Я дошла до общежития и позвонила Севе.
Интернат дает своим пятнадцать минут вечером, и он всегда берет трубку на втором гудке, потому что стоит у телефона заранее. Ему четырнадцать. Он на голову выше меня и разговаривает низким голосом, которым очень старается не выдать, как он ждет этих пятнадцати минут.
— Ну как? — спросил он. — Сдала?
— Сдала, — сказала я.
— Врешь.
— Вру.
Он засопел в трубку.
— Тась, а если ты не сдашь?
— Сдам.
— Ты не ответила.
Я села на пол у окна и стала смотреть, как во дворе зажигаются фонари, по одному, с задержкой, как будто им лень.
Опеку над несовершеннолетним братом дают выпускнику. Не студенту. Выпускнику, с дипломом, с местом службы и с жалованьем от реестра. Так написано в законе, и я этот пункт знаю наизусть, потому что читала его в тот день, когда хоронили мать, и потом еще раз сто.
Без диплома Сева сидит в интернате до восемнадцати. Это четыре года. Четыре года по пятнадцать минут вечером.
— Я сдам, — сказала я.
— Ладно, — сказал он. — Я тут, короче, в мастерскую записался. Столярка. Мне нормально, ты не думай.
— Я не думаю.
— Думаешь. У тебя голос делается такой, будто ты уже виновата.
Мы помолчали. У него за спиной кто-то орал про полотенце.
— Слушай, — сказал Сева. — А правда, что у вас там платят желанием?
— Правда.
— И что, у тебя уже что-то забрали?
— Мандарины.
Он засмеялся. Смеялся долго, с облегчением, и я подумала, что он весь вечер боялся спросить, не забрали ли у меня что-нибудь важное.
— Пятнадцать минут, Ремезов, — сказали у него за спиной.

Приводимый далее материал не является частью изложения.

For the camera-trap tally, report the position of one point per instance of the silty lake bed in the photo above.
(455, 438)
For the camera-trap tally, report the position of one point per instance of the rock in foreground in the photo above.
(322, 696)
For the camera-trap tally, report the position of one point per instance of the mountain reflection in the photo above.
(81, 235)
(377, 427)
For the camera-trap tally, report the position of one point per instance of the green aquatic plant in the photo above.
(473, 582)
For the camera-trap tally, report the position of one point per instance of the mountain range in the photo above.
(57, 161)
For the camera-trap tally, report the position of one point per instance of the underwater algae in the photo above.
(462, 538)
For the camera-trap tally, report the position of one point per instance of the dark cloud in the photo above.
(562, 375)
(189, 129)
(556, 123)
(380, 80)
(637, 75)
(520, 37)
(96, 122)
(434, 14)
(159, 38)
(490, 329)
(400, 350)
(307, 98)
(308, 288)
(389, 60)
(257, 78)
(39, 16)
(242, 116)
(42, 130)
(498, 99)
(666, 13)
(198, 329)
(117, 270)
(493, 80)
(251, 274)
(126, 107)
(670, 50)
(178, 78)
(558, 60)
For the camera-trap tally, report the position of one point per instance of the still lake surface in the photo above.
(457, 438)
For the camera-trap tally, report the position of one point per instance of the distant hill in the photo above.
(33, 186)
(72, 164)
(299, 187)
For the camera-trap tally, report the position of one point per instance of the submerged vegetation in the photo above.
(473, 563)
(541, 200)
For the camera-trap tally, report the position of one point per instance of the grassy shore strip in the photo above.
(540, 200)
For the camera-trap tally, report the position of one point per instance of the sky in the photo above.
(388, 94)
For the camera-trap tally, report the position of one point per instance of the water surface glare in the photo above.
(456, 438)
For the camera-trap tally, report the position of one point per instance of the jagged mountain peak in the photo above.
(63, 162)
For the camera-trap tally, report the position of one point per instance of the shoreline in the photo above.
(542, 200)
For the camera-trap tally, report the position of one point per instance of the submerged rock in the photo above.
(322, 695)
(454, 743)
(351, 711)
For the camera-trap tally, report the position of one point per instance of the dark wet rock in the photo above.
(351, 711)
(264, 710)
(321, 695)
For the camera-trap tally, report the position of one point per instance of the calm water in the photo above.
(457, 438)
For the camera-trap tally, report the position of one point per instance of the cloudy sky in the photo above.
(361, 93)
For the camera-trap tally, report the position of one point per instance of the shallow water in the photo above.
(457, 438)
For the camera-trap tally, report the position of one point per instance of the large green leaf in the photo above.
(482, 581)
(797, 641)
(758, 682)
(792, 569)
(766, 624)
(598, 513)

— Все, — сказал Сева. — Тась. Ты это. Позвони завтра.
Конверт лежал под дверью, когда я вернулась из душа.
Плотная бумага, серая печать реестра, угол чуть загнут, потому что его совали в щель. Я стояла над ним босиком, с мокрой головой, и почему-то думала о том, что до сих пор не починила лампу в коридоре.
Жанна смотрела на меня с кровати и молчала.
Я села на пол, разорвала конверт по краю и развернула лист.
Бланк. Печать. Строчка с датой: завтра, девять утра, комната без окон.
И графа «проситель», заполненная от руки, тем самым мелким почерком реестра:
«Ремезов Всеволод Игоревич, четырнадцать лет».